There is this one passage where I talk about my initial impressions of the Bible. It’s a passage I wrote straight from the heart about how charmed I was by Paul’s letters. It brought tears to my eyes all the other times I read it, as it drew me back into fond memories of my first encounters with the Scriptures. And then I came across it again at 10:00 at night, after eleven straight hours of reading.
This time my reaction was utter despair as I scanned the paragraph, which says:
I smiled as I read Paul’s warm greetings from prison to his friends Philemon and Apphia…I loved all the shoutouts throughout his letters, to men and women like Aquila and Prisca, Stephanas, Fortunatus, and Achaicus, with the occasional interjection about how fondly he regarded their friendships.
ALL THE NAMES. Each one having to be pronounced EXACTLY RIGHT. I briefly wondered if it would freak out the sweet audio engineer if I started banging my head on my desk and screaming, “I HATE WORDS!!!!”
If I ever write another book and I think there’s even a slight possibility there will be an audiobook, the entire thing will only have about 25 different words in it.
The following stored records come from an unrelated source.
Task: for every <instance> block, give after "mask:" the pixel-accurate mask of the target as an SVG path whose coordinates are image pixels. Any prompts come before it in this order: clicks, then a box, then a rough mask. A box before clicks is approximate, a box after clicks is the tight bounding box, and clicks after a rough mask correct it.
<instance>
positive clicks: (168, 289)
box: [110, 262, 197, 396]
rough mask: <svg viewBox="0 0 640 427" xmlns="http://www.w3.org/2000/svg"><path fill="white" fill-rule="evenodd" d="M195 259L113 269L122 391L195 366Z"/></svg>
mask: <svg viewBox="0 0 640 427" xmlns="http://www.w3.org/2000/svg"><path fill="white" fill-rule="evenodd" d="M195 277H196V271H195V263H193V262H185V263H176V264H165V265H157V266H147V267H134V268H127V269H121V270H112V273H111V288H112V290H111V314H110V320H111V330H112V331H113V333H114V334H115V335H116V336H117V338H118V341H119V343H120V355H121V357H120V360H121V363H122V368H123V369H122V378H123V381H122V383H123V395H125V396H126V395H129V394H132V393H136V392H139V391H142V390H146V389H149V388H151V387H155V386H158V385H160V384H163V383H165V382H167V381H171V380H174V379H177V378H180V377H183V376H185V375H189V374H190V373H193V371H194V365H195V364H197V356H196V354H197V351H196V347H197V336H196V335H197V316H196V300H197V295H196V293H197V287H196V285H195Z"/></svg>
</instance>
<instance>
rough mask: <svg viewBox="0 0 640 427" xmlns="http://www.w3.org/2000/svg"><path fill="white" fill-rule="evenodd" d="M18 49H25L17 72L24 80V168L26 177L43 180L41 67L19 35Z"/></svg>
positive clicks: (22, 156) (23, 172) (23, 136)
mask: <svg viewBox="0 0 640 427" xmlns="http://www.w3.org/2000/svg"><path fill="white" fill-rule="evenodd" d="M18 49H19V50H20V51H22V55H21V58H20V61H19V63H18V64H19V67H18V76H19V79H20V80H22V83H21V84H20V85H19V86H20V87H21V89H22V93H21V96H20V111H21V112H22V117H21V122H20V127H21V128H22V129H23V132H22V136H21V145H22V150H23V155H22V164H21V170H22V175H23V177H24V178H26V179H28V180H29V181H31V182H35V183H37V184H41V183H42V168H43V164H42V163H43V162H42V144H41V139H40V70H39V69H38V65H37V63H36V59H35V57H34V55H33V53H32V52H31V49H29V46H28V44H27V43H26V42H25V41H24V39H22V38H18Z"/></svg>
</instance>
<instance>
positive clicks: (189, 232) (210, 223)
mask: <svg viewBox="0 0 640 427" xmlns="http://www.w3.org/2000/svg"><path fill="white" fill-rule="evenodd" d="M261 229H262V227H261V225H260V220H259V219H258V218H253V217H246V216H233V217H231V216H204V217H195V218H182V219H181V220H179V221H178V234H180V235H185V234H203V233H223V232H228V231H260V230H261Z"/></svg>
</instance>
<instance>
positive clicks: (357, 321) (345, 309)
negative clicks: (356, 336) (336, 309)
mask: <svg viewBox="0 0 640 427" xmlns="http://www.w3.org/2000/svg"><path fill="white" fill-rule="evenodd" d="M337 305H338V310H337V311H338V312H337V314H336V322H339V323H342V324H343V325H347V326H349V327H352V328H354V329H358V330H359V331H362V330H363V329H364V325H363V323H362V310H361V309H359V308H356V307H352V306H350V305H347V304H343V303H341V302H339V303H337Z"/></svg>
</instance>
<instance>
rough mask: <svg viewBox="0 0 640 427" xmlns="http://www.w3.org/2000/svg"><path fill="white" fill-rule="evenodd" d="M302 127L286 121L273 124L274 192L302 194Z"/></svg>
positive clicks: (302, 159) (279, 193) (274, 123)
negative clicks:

I read the book verbatim…except for one word. At around 11:00 PM, I came to a line in Chapter 33 where I wrote that I did something “listlessly.” Have you ever tried to say listlessly when you’re extremely tired? It’s the perfect exhaustion / sobriety test, because you cannot say the word listlessly unless you can bring your A-game.
And at that point in the evening, I could not. I tried over and over again, the engineer and I stifling laughs every time something like “LITH-liss-lee” came out, and finally we admitted defeat.
So the audiobook is an exact match of the printed book…minus one word. You will not hear “listlessly” in the audiobook.
It was so great to meet everyone at Lighthouse, the company that did the recording. The staff was as friendly and welcoming as they could be, and it was inspiring to see a company that does great work and is centered on prayer.
I’ve given them a plug before, but I just have to say again: If you have questions about any tough theological subject — why would a loving God allow suffering? what proof is there for God’s existence? — Lighthouse has a CD that addresses it, and they’re all inexpensive. Take a look at the list of subjects their CDs cover. I highly recommend picking up a couple for Lenten listening.
One of the things I gave up for Lent is skipping songs on my iPod. I can choose the playlist, but I can’t move to another song if I’m not in the mood for one that’s playing.
When I told Joe, he was like, “Don’t wear yourself out there, St. John of the Cross!” But I defend this as a good Lenten sacrifice. I was inspired by a post Betty Duffy wrote way back in 2009 that has stuck with me ever since. She said:
Now I go for walks and listen to the ipod which is filled with a lot of classical music, a lot of folk, a lot of rock, and a bit of country. I set it on “shuffle” and skip song after song that appears on the screen. “No. Not that. Can’t tolerate this one right now. Does not match my mood.” Music must serve me by sustaining desired feelings or changing undesirable ones. And it had better not challenge me, because my life is challenging enough.
It’s sad because it is yet another sign of my insistence on making everything I touch, see, hear, taste, or smell reflect my emotions and my experience. And it is another sign of how almost all technological gadgetry has the ability to foster narcissism.
I think of those last two sentences almost every time I skip through song after song on my iPod, not giving them a chance because they aren’t a perfect reflection of my current state of mind. I don’t think it’s necessarily wrong…but I do think that it’ll be a surprisingly good exercise to force myself to seek inspiration in what I am given, rather than trying to force it on my own.
I’m speaking at Ignited by Truth in Raleigh, NC in a few weeks! Anyone want to take bets on whether my suitcase from this trip will be unpacked before then?